Não houve mudança na exigência de flagrante, mas a prisão, se
a PEC do deputado Celso Sabino (PSDB-PA) for aprovada, só poderá ocorrer por
decisão dos ministros do STF, não poderá ocorrer no plantão forense (o que
deixa brechas para que crimes cometidos durante o fim de semana fiquem impunes)
e só será efetivada após julgamento pelo plenário da Corte. Silveira foi preso
por liminar do ministro Alexandre de Moraes.
Após isso, a Câmara será notificada e terá 24 horas para
decidir, por maioria, se aceita a prisão. Enquanto o caso não é votado, o preso
não ficará mais custodiado pelo Judiciário, mas pelo próprio Congresso, que
decidirá onde será cumprida a prisão em flagrante. Segundo um parlamentar que
participou da construção da minuta, a “prisão” poderá ser inclusive em
domicílio.
Juízes de primeira e segunda instância não poderão determinar
a prisão, mesmo em flagrante de crime inafiançável, e nem aprovar ações de
busca e apreensão na residência ou gabinetes dos parlamentares. A PEC reverte
parte do fim do foro privilegiado, restrito pelo Supremo aos casos que envolvam
o mandato, e diz que apenas o STF poderá permitir essas investigações, mesmo
que se tratem de crimes comuns.
Além disso, a PEC proíbe que o Judiciário determine o
afastamento de um parlamentar, como já ocorreu com o senador Aécio Neves
(PSDB-MG) e mais recentemente com o deputado Wilson Santiago (PTB-PB), acusado
de liderar um esquema de desvio de verbas públicas.
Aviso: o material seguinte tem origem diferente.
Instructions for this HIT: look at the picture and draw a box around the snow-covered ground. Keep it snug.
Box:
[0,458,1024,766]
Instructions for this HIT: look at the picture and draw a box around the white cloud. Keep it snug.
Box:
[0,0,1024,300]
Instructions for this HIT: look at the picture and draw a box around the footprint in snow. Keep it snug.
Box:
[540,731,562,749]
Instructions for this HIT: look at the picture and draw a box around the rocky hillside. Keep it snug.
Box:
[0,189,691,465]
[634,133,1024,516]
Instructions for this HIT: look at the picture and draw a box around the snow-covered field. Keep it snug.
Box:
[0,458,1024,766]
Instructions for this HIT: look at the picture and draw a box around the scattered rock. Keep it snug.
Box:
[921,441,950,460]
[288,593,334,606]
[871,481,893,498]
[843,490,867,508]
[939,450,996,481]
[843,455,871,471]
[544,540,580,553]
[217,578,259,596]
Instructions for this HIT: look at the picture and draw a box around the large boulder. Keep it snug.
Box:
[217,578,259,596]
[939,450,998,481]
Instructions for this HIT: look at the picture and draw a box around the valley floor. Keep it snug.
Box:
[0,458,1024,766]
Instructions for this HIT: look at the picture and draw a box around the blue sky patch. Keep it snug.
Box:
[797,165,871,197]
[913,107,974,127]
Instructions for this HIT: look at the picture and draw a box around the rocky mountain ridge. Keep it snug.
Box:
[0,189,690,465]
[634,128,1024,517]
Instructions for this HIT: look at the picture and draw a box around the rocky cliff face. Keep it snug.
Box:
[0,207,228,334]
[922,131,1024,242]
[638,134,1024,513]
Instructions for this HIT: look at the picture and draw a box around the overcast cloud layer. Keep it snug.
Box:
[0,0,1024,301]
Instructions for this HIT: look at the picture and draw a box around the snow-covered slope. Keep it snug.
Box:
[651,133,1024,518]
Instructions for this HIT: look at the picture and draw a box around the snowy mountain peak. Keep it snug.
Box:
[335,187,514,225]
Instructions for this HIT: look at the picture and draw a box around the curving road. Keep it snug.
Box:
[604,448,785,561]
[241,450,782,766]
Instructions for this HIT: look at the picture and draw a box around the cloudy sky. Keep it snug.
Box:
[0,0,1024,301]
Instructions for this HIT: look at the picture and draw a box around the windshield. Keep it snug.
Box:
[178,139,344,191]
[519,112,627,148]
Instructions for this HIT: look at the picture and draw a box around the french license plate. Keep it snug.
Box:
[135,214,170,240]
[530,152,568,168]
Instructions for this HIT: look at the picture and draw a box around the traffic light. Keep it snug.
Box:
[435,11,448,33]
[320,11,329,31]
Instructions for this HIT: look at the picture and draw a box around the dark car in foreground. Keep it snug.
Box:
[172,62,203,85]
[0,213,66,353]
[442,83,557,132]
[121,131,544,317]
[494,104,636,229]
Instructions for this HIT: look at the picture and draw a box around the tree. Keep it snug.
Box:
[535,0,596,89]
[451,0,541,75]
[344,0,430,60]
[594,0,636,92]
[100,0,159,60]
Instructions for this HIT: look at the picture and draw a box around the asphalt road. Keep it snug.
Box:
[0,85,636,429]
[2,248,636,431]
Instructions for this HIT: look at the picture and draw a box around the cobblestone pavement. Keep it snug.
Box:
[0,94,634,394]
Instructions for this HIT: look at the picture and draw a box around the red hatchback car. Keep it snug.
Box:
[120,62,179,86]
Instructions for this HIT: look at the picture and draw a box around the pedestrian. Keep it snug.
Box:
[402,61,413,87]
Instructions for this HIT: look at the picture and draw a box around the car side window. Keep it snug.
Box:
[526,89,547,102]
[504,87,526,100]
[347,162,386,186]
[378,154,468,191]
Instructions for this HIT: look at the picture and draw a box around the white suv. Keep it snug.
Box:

Ambos tiveram a suspensão
do cargo rejeitada pelo Congresso.
O caso do petebista até hoje sequer chegou ao Conselho de
Ética, mais de um ano após a votação. “Com a PEC você tira do Judiciário a
prerrogativa de afastar um deputado. Somente o Congresso vai poder analisar
isso. É uma espécie de delimitação maior da fronteira entre o Judiciário e o
Legislativo”, disse o advogado Moroni Costa.
Outro dispositivo desenhado especificamente para evitar algo
que ocorreu com Silveira é que, se a prisão for mantida pelo Congresso, o juiz
competente deverá promover em 24 horas uma audiência de custódia e decidir
sobre o pedido do Ministério Público para conceder a liberdade provisória,
aplicar medidas cautelares ou converter a prisão de em flagrante em preventiva.
Havia a expectativa entre os deputados de que Silveira seria
solto na audiência de custódia na quinta-feira, já que o procurador-geral da
República, Augusto Aras, pediu que a prisão fosse domiciliar e com tornozeleira
eletrônica após denuncia-lo ao STF, mas o juiz disse no dia que só analisaria o
pedido do MP após a votação da Câmara. Até o momento, Silveira continua preso.
O processo contra ele no Conselho de Ética começou a tramitar ontem, mas, nos
bastidores, os parlamentares do Centrão falam em evitar a cassação e aplicar
uma suspensão de 90 dias do cargo.
LEI DA FICHA LIMPA - O texto da PEC ainda determina que a Lei
de Ficha Limpa só valerá para tornar algum político inelegível quando houver o
duplo grau de jurisdição, mesmo que a primeira decisão seja colegiada. Hoje os
parlamentares federais são julgados pelas turmas do STF e podem ficar
inelegíveis com a condenação apenas por uma instância, por esta ser colegiada.
Com a mudança, seria exigido um julgamento pelo pleno.
Para a deputada Fernanda Melchiona (Psol-RS), não se trata de
regulamentação da imunidade parlamentar, mas um “salvo conduto” para qualquer
tipo de crime. “Com tantos casos de corrupção e mais recentemente de
autoritarismo parece a PEC da Impunidade”, disse.